The Commoditization of AI

There's been a lot of recent buzz about DeepSeek and how it's offering AI models at a fraction of competitors' prices. But if you take a step back, it’s simply the latest point along one of the most defining trends in AI over the past year: the rapid commoditization of Large Language Models (LLMs). As these once-rarified technologies have become increasingly accessible and interchangeable, the industry's focus has naturally shifted from raw model capabilities to their practical implementation and integration. Let’s take a closer look at the underlying forces at work.

Growing Competition at the Frontier

At the close of 2023, GPT-4 stood virtually unchallenged in terms of performance. However, 2024 witnessed a remarkable narrowing of this performance gap, particularly from open-source alternatives. Meta's Llama family of models led this charge, alongside impressive offerings from NVIDIA, Mistral, and DeepSeek. They demonstrated that high-performance language models need not be the proprietary domain of a select few providers.

Figure 1: Proprietary vs Open Source AI performance on PhD-level science questions, from Epoch AI.

This proliferation of frontier-competitive, but open-source models has led to a vibrant ecosystem that offers more choice and flexibility than ever before.

Plummeting Prices

With the proliferation of competition has come a precipitous drop in LLM pricing. To put this in perspective: in December 2023, OpenAI charged $30/mTok (per million tokens) for GPT-4 input and $1/mTok for GPT-3.5 Turbo. Today, their most advanced model, o1, is comparable in price, but their GPT-4o is available at $2.50/mTok. This represents a stunning 92% price reduction in a single year. Even more remarkably, GPT-4o mini costs just $0.15/mTok, making it not only seven times cheaper than last year's GPT-3.5 Turbo but significantly more capable.

The competition has been just as aggressive. Anthropic's Claude 3 Haiku, released in March, costs $0.25/mTok. Google's Gemini 1.5 Flash comes in at $0.075/mTok, while their Gemini 1.5 Flash 8B is priced at an astonishing $0.0375/mTok - 27 times cheaper than GPT-3.5 Turbo was last year. DeepSeek has now entered this market with a splash, and is sure to contribute to the downward pricing pressure. This race to the bottom is a classic hallmark of commoditization.

Rising Importance of Inference

In parallel, the industry has shifted focus from pre-training to inference optimization. Prompting techniques like chain-of-thought or agentic architectures enable models to break down complex tasks into smaller reasoning steps, and have become central to improving model performance. Since these approaches require multiple inferences, they almost demand improvements to inference cost and speed.

Specialized hardware companies like Groq and Cerebras have been furiously building solutions to this, with Cerebras achieving 2,130 tokens per second on their Llama 3.3 70B implementation—showing how the value chain is moving from raw model capabilities to optimizing how models execute multi-step reasoning processes.

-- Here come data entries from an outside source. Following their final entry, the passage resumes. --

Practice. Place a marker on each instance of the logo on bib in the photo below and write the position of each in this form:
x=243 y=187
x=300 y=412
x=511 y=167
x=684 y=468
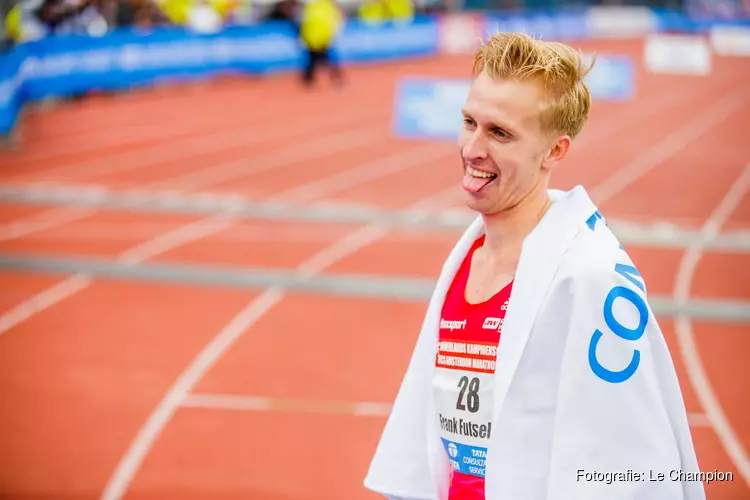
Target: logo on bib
x=493 y=324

Figure 2: AI speed, by inference hardware provider, from Artificial Analysis.

Beyond Raw Power

As LLMs become increasingly commoditized, providers are finding new ways to stand out. Google's Gemini boasts a massive 2-million-token context length, while OpenAI differentiates through web browsing capabilities. Anthropic's Claude excels in writing tasks and developed UI innovations like Projects. Smaller, specialized models like Microsoft’s Phi-4 are carving out their own niches.

The real value increasingly lies in integration and application. We're seeing this in practical implementations like Claude within Cursor, and in the development of sophisticated user interfaces that make AI more accessible and useful. The actual value created from LLMs will be driven not by model size or theoretical capabilities, but by how effectively it can be applied to real-world workflows that seamlessly integrate into your business processes.

For businesses and developers, this commoditization presents an unprecedented opportunity. As costs continue to decline, the barrier to entry will get that much lower and focus can shift toward application-level innovation. The real revolution in AI won’t just be about building bigger models - it'll be about making them an integral, invisible part of how work gets done.